Можно ли не любить Теккерея, умнейшего, милейшего человека, несмотря на то что его слегка подозревают в снобизме? Есть что-то умилительное в ужасе этого славного человека перед снобизмом, которого он отнюдь не чужд и сам. Нет ли в этом некоторого жеманства, невольно порожденного его застенчивостью? Герои и героини Теккерея все до единого люди утонченные — достойная компания для его благородных читателей обоего пола. Слишком часто ливрея для него и есть человек. Даже под накладными икрами Джимса де ля Плюша скрываются человеческие ноги, но Теккерей так и не сумел заглянуть глубже шелковых чулок. Теккерей жил и умер в Клубленде[31]. Кажется, что мир его был ограничен Темпл-Баром с востока и Парк-лейн с запада; но он показал нам все то хорошее, что имелось в Клубленде, и ради тех великих джентльменов и милых леди, которых его добрые глаза отыскали в этом ограниченном районе, не слишком перенаселенном великими джентльменами и милыми леди, давайте будем относиться к нему с уважением.
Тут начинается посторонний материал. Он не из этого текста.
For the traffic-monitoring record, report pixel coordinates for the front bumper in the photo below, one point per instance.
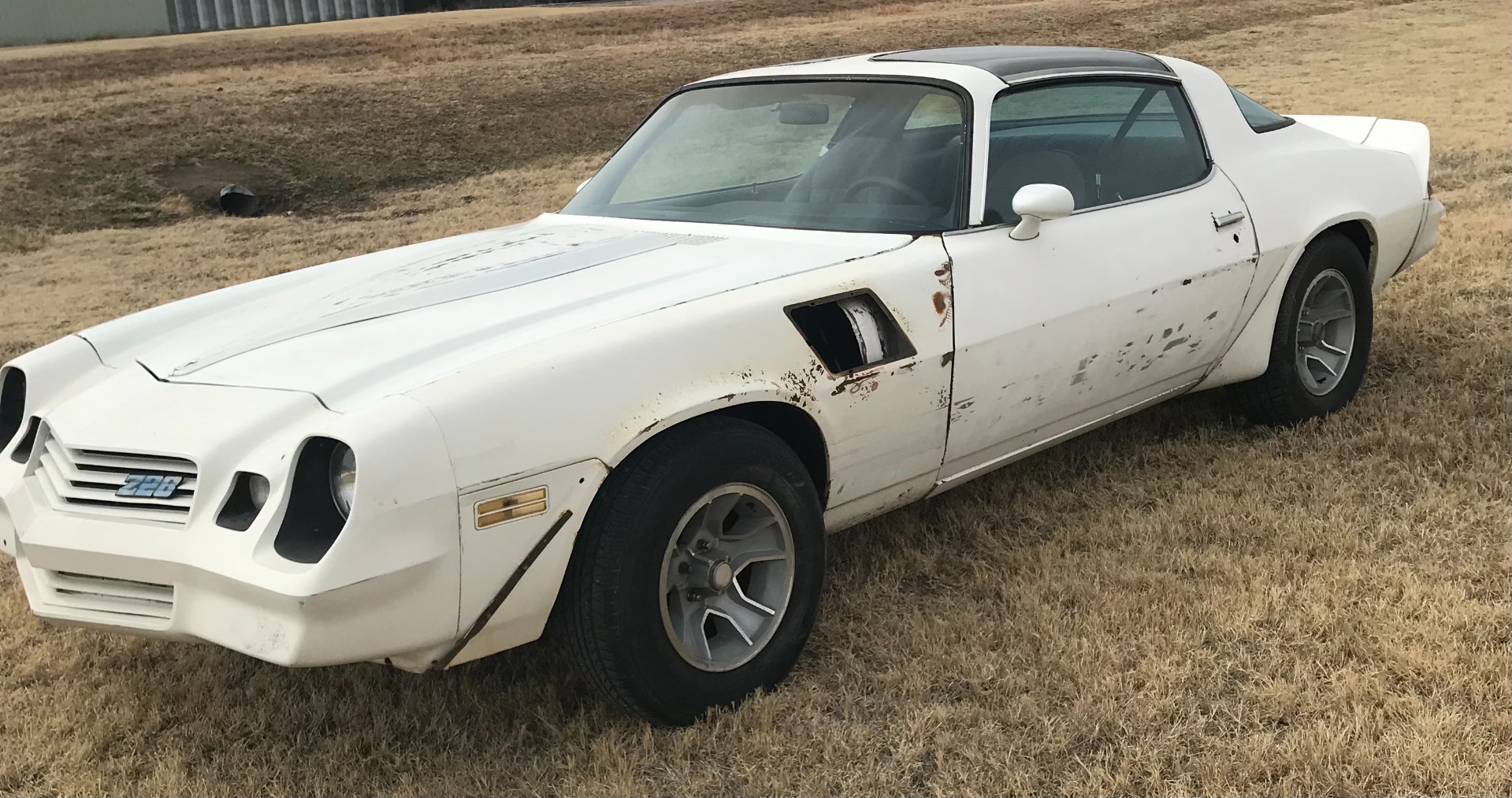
(388, 590)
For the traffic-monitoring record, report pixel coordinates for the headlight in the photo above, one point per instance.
(344, 478)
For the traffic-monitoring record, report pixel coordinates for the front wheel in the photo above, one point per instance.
(1322, 339)
(697, 572)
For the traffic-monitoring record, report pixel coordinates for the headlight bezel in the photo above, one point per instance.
(344, 478)
(314, 516)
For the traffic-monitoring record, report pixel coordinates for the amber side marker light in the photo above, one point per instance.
(510, 508)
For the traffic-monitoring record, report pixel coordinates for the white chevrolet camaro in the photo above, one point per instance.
(796, 298)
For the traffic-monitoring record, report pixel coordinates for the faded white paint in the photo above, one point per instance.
(541, 355)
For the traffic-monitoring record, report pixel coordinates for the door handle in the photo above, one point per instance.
(1227, 220)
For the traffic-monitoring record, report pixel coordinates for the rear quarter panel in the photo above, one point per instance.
(1296, 184)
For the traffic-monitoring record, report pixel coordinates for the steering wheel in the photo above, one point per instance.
(886, 184)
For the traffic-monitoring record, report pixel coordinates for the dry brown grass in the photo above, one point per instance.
(1178, 603)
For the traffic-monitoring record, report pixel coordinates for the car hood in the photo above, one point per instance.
(340, 328)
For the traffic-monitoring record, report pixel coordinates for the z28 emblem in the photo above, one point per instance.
(150, 485)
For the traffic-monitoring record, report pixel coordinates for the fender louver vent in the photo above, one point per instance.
(850, 332)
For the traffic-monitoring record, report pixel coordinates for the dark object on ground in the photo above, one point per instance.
(240, 202)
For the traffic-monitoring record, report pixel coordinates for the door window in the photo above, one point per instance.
(1105, 141)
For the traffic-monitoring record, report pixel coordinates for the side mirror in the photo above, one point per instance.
(1039, 203)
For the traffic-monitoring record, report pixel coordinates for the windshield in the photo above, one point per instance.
(835, 154)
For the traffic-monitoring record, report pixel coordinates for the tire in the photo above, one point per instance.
(1299, 381)
(634, 632)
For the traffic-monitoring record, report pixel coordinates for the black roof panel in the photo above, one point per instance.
(1010, 62)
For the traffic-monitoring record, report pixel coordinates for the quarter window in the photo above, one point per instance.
(1105, 141)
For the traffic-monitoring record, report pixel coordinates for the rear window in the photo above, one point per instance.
(1258, 117)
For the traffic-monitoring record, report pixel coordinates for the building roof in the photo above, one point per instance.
(1012, 62)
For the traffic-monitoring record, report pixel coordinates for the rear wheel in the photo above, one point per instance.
(697, 572)
(1322, 339)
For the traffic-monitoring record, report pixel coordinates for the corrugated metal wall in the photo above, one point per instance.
(37, 21)
(185, 16)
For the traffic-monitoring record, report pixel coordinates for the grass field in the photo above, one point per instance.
(1178, 603)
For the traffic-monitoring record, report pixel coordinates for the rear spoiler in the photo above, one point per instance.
(1396, 135)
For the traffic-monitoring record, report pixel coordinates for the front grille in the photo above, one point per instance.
(135, 600)
(88, 481)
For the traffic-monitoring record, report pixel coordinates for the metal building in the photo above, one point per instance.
(37, 21)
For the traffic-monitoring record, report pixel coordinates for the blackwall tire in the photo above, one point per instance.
(1322, 339)
(687, 547)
«Том Джонс», «Перигрин Пикль» и «Тристрам Шенди» — книги, которые пойдут человеку на пользу, если читать их с умом. Они учат тому, что литература, если хочет быть жизненной силой, должна охватывать все стороны жизни и что нам мало помогут наши глупые притязания на то, что мы во всем безупречны и ведем безукоризненную жизнь, что только придуманные негодяи из литературных произведений сворачивают с пути добродетели.

вернуться

30

Олив Шрейнер (1855–1920) — английская писательница, выступавшая под псевдонимом Ральф Айрон; в повести «История африканской фермы» она выступает в защиту прав женщин и против религиозного ханжества.

вернуться

31

Клубленд — район лондонского Вест-Энда, где сосредоточено большинство светских и деловых клубов.